Federal Trade Commission’s CBD Crackdown: Something Old and Something New
FTC’s CBD Crackdown: Something Old and Something New
This week the FTC announced settlements with six companies accused of making a broad range of unsubstantiated health claims, including that CBD can treat cancer, heart disease, hypertension, Alzheimer’s disease, bipolar disorder, and chronic pain, among others. Nicknamed, “Operation CBDeceit,” the enforcement sweep is part of the Commission’s ongoing effort to protect consumers from false, deceptive, and misleading health claims made in advertisements on websites and through social media companies such as Twitter.
For those who have been monitoring regulatory enforcement relating to CBD claims, the types of claims listed in the FTC’s Complaints are familiar reading. As we’ve chronicled here, here, and here), prior FTC and FDA enforcement have focused on aggressive express health claims that were very similar to the claims at issue in today’s settlements. In that respect, these settlements do not differ from prior enforcement.
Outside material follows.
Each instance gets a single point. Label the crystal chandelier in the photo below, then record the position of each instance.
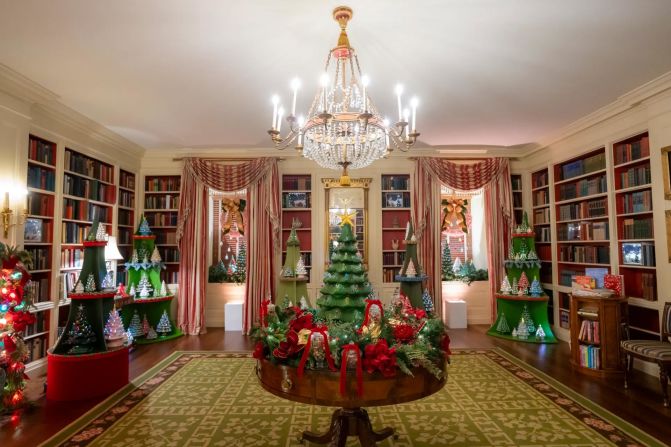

This announcement is noteworthy for other reasons, though, including the following:
- Bigger Than Before. This is the first big FTC enforcement announcement regarding CBD health claims involving settlements with multiple companies. Prior to this, the FTC coordinated with FDA on dozens of warning letters relating to CBD and false COVID treatment and prevention claims in addition to other CBD warning letters. The FTC also announced a settlement with Marc Ching regarding the “Thrive” CBD supplement in July 2020 relating to claims that the product could “treat, prevent, or reduce risks from COVID-19”. Yesterday’s announcement seemed intended to convey a more coordinated and authoritative message than prior settlements and warning letters.
- Individual Liability. These settlements also name not just the company as a respondent, but also individuals in their official capacity as corporate officers. Given the significant degree of entrepreneurial activity in the CBD and hemp industries, this should be understood as an indication that the FTC will look to hold individuals liable particularly where the respondent company is comprised of only a few people.
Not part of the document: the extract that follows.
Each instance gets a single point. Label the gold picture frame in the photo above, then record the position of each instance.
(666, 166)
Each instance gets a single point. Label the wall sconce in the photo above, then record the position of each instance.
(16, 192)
- Monetary Relief. In addition, five of the six settlements included monetary components ranging from $20,000 to $85,000. The Marc Ching settlement did not involve a financial component, although it is not unusual for there to be a financial component where the FTC believes that the conduct warrants it.
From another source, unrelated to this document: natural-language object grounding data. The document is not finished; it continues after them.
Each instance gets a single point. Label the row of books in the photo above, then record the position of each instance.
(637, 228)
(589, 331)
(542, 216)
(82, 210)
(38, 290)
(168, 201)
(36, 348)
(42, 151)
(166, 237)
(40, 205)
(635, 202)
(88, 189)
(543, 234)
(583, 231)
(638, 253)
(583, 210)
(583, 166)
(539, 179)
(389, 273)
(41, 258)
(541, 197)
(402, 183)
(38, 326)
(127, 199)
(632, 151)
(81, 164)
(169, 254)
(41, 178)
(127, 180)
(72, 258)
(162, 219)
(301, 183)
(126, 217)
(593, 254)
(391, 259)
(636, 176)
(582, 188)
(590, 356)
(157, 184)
- Prescribed Consumer Notification. The respondent companies are also required to notify consumers about the settlements per prescribed terms. For example, the Easybutter, LLC, settlement requires the company to provide a notice on all of their social media accounts (including any Facebook, Twitter, Instagram, or YouTube accounts) and on the first page of their websites. Such notice must link to a copy of the Order, along with a toll-free telephone number and an email address for the redress administrator. The notice must be posted not later than three days after the effective date of the Order and for at least one year after the redress period ends. In addition, the companies must use a form letter (see page 18) attached to the Orders to directly notify consumers who purchased their products about the FTC’s charges.